As the democracies of the West, till now the biggest boosters of the global order, retreat in confusion at the upsurge of anti-globalist populism, it is clear that the People’s Republic of China sees itself as stepping into the void. This is understandable. Perhaps no country has benefitted as greatly from the great expansion in trade and interconnectedness over the past 20 years as has China. Its accession into WTO at the beginning of the 21st century set the stage for a vast expansion in its gross domestic product — and for a poverty-reduction miracle unparalleled in human history. Few leaders are in a position in 2017 to make as convincing a moral and economic case for the benefits of globalisation as can the leader of China. From being distrustful of global integration, China is now increasingly seen as seeking to become its principal pillar. Thus, one thing to look out for will, indeed, be how willing the confused West is to cede leadership to a China that is not just willing to stand up for trade but claims it will put its money where its mouth is, by investing in trade-related infrastructure. 

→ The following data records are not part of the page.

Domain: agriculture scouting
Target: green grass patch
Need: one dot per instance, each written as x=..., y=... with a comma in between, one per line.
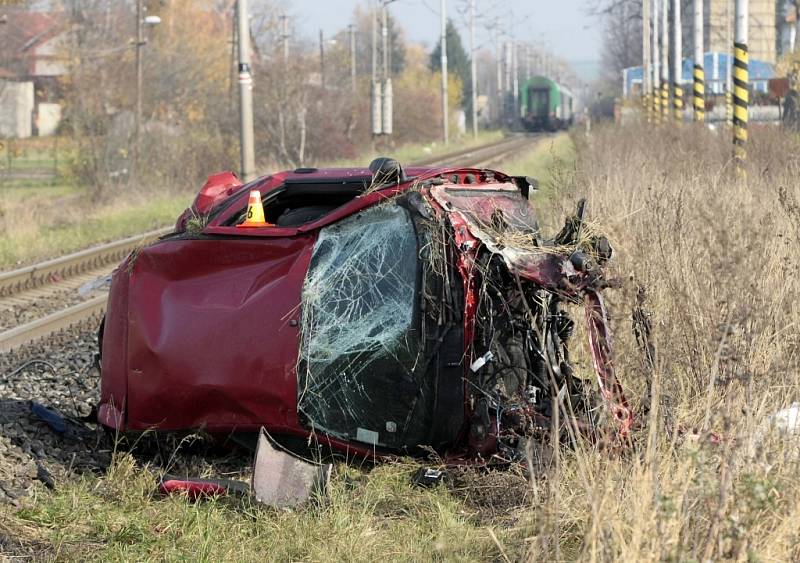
x=45, y=226
x=546, y=162
x=367, y=516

The larger question, though, in the third decade of WTO, is what form of trade integration China’s leader will push. Is it to be multilateral or plurilateral? As the Trans-Pacific Partnership, designed by the United States to keep China out, seems to vanish into the dustbin of history, will China replace it with other plurilateral systems, such as the Regional Comprehensive Economic Partnership, or will it seek to reinvigorate WTO? Whatever the faults of the current trading architecture, the 20 years in which WTO has been operating have revealed the enormous power of trade and connectivity to lift individuals out of poverty. India may not yet have reformed sufficiently domestically to take advantage of these processes — but they should not be shut down before India, too, sees the benefits.